Cada vez que el público se enfrenta al nuevo trabajo de un actor tan encasillado como Jason Statham caben –principalmente– dos posibilidades. Por un lado sus seguidores acérrimos desearán encontrarlo repitiendo punto por punto los esquemas aquellos por los que han llegado a adorarle. En el polo opuesto, sin embargo, los detractores del artista tendrán ganas de ponerlo a caer de un burro gracias a esa misma poca originalidad, confirmación de su incapacidad para romper los estereotipos que se ha ido imponiendo él mismo a lo largo de su carrera, debido a las elecciones de sus papeles.
Los fans de Statham tienen motivos para pasar un rato entretenido en esta nueva cinta de su ídolo, que últimamente está en todas partes, metido en diversas sagas como A todo gas y Los mercenarios, así como en la secuela de The Italian job. En este debut tras las cámaras del guionista Steven Knight (Promesas del este, Negocios ocultos) encontramos de nuevo los rasgos característicos asociados a los personajes del intérprete británico: un pasado turbio, un presente meditabundo y en solitario, unos encargos sucios de los que debe encargarse enfundado en un traje de marca –al tiempo que conduce un cochazo–, y por supuesto el siempre agradecido reparto de mamporros aquí y allá.

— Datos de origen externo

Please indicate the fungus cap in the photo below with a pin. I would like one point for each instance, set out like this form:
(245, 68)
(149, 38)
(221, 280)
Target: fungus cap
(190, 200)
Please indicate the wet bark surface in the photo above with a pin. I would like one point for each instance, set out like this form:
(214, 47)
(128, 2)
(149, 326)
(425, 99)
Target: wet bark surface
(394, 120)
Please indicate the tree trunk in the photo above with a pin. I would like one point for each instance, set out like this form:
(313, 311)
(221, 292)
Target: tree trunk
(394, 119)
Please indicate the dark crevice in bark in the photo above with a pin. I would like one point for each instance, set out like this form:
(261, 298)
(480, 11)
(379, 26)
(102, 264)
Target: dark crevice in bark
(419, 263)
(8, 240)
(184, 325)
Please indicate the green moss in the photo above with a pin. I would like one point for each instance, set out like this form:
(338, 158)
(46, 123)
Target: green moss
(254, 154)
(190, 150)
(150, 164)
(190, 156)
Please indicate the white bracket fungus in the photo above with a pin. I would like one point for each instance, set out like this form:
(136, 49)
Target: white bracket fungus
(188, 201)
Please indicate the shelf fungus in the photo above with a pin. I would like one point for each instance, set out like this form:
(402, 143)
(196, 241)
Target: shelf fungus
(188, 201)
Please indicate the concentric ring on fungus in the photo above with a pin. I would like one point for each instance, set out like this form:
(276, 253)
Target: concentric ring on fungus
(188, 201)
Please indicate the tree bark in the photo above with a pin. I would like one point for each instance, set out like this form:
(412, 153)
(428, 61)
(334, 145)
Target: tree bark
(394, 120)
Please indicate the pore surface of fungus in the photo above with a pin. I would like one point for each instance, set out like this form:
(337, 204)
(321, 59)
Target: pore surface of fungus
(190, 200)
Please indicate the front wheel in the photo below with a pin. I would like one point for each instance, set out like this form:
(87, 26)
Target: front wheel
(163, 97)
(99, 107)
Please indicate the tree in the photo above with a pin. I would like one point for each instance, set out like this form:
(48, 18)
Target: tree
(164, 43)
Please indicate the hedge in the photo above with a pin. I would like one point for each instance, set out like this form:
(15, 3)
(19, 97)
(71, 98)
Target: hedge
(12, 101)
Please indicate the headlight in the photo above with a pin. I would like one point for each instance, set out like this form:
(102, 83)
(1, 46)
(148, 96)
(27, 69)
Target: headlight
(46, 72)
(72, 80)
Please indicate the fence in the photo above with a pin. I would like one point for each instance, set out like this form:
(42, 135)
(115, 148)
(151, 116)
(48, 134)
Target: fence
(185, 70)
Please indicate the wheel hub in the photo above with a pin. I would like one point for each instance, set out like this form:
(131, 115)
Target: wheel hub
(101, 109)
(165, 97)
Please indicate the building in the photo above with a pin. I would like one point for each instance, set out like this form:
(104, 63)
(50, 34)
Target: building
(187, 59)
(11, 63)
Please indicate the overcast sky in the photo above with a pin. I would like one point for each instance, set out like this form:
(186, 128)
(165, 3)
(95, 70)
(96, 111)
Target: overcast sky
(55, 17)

Pese a lo que estos antecedentes nos pudieran hacer temer, lo cierto es que Redención logra interesar más que otros productos de Statham. Tal vez se deba a su regreso a las Islas Británicas, de donde surgieron aquellas ingeniosas Lock & Stock o Snatch. Cerdos y diamantes que nos lo dieron a conocer, merced al tirón de dichas obras de Guy Ritchie (aunque posteriormente Blitz demostraría que también es capaz de aparecer en bodrietes rodados en su patria). O tal vez no sea por eso.

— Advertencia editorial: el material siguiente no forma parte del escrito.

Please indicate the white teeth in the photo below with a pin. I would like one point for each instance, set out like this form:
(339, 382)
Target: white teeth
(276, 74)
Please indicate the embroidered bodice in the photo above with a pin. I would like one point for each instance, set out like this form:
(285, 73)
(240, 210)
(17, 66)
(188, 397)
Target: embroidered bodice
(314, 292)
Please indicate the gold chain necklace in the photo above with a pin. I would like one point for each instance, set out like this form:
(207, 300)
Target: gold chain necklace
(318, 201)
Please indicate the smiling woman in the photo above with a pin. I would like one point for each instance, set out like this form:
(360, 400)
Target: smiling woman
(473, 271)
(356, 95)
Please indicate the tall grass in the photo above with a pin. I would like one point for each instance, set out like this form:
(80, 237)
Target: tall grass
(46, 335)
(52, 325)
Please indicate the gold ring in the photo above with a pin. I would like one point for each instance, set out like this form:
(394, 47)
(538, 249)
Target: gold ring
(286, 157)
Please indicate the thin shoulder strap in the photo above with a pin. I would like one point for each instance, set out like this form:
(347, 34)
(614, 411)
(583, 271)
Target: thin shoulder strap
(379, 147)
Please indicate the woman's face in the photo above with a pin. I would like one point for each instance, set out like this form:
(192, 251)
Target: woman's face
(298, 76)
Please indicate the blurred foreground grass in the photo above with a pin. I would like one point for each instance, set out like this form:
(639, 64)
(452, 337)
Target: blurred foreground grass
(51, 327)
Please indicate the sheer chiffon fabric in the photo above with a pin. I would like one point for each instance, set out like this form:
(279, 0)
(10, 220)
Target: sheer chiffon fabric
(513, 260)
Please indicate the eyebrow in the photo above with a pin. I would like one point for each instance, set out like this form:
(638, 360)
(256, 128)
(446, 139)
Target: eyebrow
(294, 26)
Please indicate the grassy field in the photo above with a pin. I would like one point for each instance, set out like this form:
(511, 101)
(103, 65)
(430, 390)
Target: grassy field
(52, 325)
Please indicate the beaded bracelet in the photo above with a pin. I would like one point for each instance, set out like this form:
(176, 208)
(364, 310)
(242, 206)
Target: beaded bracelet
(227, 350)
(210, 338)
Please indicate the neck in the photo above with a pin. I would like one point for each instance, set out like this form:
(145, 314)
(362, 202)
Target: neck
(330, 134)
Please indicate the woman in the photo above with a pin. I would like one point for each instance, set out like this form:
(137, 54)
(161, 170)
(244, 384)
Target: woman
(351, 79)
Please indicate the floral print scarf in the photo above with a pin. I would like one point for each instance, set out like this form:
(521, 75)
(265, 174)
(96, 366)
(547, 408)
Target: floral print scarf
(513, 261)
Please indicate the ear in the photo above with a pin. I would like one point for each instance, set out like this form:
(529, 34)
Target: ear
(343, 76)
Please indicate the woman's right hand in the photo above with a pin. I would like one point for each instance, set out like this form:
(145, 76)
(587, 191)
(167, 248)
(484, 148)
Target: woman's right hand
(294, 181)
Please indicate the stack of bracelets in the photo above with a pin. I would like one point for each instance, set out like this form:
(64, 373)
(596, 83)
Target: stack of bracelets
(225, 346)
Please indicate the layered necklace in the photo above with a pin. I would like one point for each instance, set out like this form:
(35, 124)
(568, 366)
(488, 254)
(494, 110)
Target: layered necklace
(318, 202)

Lo cierto es que la historia que se nos plantea no es excesivamente transparente en un principio, detalle que anima a seguir con cierto interés su devenir. Posteriormente su desarrollo tiene fallos y tópicos de manual, así como cosas que no terminan de casar bien del todo o se ven venir a la legua –mejor no destripar nada, ya que el argumento es bastante simple–, pero la conexión que se crea con el espectador funciona moderadamente bien, sobre todo merced a la fotografía de Chris Menges, que nos retrata un Londres hipnótico, tanto en su vertiente más luminosa como en la más lúgubre, y que casa bien con el tono sombrío del relato filmado.

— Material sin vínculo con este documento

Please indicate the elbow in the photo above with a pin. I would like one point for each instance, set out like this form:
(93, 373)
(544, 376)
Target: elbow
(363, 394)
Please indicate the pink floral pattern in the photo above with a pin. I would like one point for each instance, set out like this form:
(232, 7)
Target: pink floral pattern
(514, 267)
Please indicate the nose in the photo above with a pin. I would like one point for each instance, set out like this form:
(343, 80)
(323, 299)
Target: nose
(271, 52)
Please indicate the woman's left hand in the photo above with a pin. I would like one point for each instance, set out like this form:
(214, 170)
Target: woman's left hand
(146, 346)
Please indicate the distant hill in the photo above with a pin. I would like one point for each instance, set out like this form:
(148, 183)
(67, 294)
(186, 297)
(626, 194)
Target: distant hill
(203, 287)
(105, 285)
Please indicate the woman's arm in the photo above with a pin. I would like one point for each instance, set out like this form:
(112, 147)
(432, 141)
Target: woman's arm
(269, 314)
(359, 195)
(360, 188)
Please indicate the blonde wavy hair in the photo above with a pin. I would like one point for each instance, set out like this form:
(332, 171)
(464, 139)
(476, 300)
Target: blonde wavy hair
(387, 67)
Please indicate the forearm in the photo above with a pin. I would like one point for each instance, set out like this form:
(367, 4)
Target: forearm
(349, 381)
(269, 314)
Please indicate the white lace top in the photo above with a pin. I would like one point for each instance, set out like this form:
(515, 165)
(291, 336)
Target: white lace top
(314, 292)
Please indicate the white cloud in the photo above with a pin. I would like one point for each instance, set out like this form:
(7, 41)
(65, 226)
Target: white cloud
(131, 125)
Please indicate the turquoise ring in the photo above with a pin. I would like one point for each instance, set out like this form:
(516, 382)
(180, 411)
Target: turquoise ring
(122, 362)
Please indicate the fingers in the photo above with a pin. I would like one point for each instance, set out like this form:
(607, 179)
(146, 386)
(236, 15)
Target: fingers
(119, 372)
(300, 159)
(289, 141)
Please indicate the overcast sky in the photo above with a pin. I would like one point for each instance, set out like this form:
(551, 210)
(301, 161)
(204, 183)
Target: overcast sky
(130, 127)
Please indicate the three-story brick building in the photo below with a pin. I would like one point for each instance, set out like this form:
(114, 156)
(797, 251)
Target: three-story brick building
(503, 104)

Agradezcamos, pues, el intento de Statham de desmarcarse ligeramente de su imagen arquetípica –el músculo deja de ser preponderante, para decepción de buena parte de sus fans–, demostrando que es un actor solvente cuando la ocasión lo requiere –¡incluso sonriendo en repetidas ocasiones!– y poniéndose al servicio de una historia que habla de la redención, de los recuerdos pasados que nos atormentan y de diversas manifestaciones de la maldad humana. No es que el resultado logre cotas de profundidad dignas de enmarcar, pero al menos convence lo justo para que al final de la proyección enarquemos una ceja de sorpresa y reconozcamos que Statham es capaz, al menos, de hacer algo ligeramente distinto a lo habitual.